Coincidental with the 2015 Women's World Cup, Laurie Ricou has recalled his 35 years of coaching the beautiful game for a fragmented memoir, Foot Notes: Telling Stories of Girls' Soccer (Oolichan $12.95).

June 07th, 2015

A soccer family: Laurie Ricou (white t-shirt) with his soccer-playing wife Treva in blue (still playing); daughter Lianne, her husband Steve, and their two children.

Ricou has already seen some of the women’s World Cup matches, taking in a doubleheader at BC Place. “The Japan-Switzerland game was sensational,” he reports, “And the Sweden-Nigeria match from the Peg was great viewing.”


Since 1979, Laurie Ricou–a non-soccer player and a professor emeritus from the UBC English Department–has coached various levels of girls’ soccer, making him a co-recipient of a Youth Coach of the Year Award from the B.C. Soccer Association.

Simultaneously, his wife, Treva Ricou, has long been an avid soccer player since her thirties, continuing to play competitively into her seventies. His children Marc and Liane have played since they turned six.

Ricou, Laurie gentle sideline boss

Veteran coach Laurie Ricou

Noting the escalating costs for parents to enable their children to participate in amateur soccer, Ricou diplomatically remarks in his book, “I can’t think of many reasons why a parent who pays for swimming lessons, Tae Kwon Do and ballet, should not pay for soccer coaching. However, there’s no doubt that a change to an employee/employer nexus changes a lot. Maybe this book hums some nostalgic farewell to the amateur coach, and celebrates the culture of volunteerism that sustains.”

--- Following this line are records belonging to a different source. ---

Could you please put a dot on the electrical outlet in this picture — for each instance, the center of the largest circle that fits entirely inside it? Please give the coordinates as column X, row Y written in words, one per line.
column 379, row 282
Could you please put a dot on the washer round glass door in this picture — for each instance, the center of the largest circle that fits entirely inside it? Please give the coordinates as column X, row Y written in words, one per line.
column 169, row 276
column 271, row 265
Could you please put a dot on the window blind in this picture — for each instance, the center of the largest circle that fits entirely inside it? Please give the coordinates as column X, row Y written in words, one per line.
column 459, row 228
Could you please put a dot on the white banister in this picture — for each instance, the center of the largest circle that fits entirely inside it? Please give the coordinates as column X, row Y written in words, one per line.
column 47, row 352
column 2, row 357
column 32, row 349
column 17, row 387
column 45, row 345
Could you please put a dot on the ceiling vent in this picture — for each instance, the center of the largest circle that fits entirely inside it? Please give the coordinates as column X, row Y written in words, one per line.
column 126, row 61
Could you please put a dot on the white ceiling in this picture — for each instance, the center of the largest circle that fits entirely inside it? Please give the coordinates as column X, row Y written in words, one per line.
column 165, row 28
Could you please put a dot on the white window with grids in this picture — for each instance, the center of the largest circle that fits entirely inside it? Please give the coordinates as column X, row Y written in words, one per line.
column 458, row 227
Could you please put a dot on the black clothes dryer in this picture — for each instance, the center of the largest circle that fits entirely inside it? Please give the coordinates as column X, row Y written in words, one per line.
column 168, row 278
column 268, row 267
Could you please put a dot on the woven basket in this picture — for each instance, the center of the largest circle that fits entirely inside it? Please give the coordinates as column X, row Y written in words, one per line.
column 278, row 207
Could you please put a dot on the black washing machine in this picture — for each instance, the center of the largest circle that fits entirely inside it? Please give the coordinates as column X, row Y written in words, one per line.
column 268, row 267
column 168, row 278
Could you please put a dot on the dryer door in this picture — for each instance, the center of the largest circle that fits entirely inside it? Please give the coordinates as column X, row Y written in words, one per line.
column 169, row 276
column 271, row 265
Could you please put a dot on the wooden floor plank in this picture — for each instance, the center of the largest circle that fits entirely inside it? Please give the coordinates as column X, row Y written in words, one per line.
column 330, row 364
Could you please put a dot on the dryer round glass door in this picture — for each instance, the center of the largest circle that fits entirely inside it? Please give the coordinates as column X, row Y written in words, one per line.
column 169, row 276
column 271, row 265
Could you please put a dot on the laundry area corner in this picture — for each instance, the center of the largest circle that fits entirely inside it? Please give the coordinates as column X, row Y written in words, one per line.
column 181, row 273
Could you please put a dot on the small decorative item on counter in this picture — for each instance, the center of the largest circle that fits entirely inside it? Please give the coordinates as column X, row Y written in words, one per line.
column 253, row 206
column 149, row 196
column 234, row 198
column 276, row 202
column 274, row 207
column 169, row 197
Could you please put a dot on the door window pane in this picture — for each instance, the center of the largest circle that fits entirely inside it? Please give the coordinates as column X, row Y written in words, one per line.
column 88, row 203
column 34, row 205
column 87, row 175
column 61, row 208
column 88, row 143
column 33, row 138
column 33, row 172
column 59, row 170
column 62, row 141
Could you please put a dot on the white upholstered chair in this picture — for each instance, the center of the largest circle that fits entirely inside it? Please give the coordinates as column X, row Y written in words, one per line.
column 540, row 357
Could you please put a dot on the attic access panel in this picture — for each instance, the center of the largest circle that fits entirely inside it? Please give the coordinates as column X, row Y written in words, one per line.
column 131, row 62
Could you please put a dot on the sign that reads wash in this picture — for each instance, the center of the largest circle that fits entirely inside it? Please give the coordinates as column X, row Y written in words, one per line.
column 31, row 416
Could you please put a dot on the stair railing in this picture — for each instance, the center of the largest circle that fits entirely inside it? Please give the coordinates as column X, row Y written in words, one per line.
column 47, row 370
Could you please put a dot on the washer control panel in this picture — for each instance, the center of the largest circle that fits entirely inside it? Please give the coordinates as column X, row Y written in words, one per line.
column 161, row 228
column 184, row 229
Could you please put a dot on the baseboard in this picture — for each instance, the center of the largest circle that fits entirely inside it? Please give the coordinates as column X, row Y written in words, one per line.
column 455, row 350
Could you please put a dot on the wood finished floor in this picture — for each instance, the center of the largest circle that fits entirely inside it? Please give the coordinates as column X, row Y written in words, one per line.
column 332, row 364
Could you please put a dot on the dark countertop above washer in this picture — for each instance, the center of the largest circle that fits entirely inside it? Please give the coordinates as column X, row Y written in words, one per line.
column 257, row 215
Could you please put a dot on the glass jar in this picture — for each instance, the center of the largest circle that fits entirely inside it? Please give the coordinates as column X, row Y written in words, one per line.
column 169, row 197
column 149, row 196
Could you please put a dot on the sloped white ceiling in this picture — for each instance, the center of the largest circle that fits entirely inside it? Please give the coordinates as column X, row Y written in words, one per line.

Sprinkled with literary references to Canlit titles, Ricou’s potporri of memories and observations revealing a thoughtful and careful personality.

“Some feminists claim that the term ‘girls’ is inappropriate,” he writes, “even to refer to teenagers, because it connotes immaturity, diminished intellect, the girly and the girlish, modelled on a Barbie doll. But when a coach is calling a group of soccer players together, other than such collectives as ‘team’ or ‘blue,’ it still seems the best term. ‘Ladies,’ which many coaches use, is loaded with way more pejorative echo than ‘girls,’ and certainly (consider ‘ladylike’) does not conjure athletic prowess.

“‘Guys’ can sometimes work player-to-player, but will seem arch coming from a male coach. ‘Young woman’ or ‘women’ is fine, preferred, for an indirect reference, but it would not work for getting a group to listen up.

“I used to worry about this terminology, as this bit of angst will convey, but not much anymore. Girls is what girls prefer.”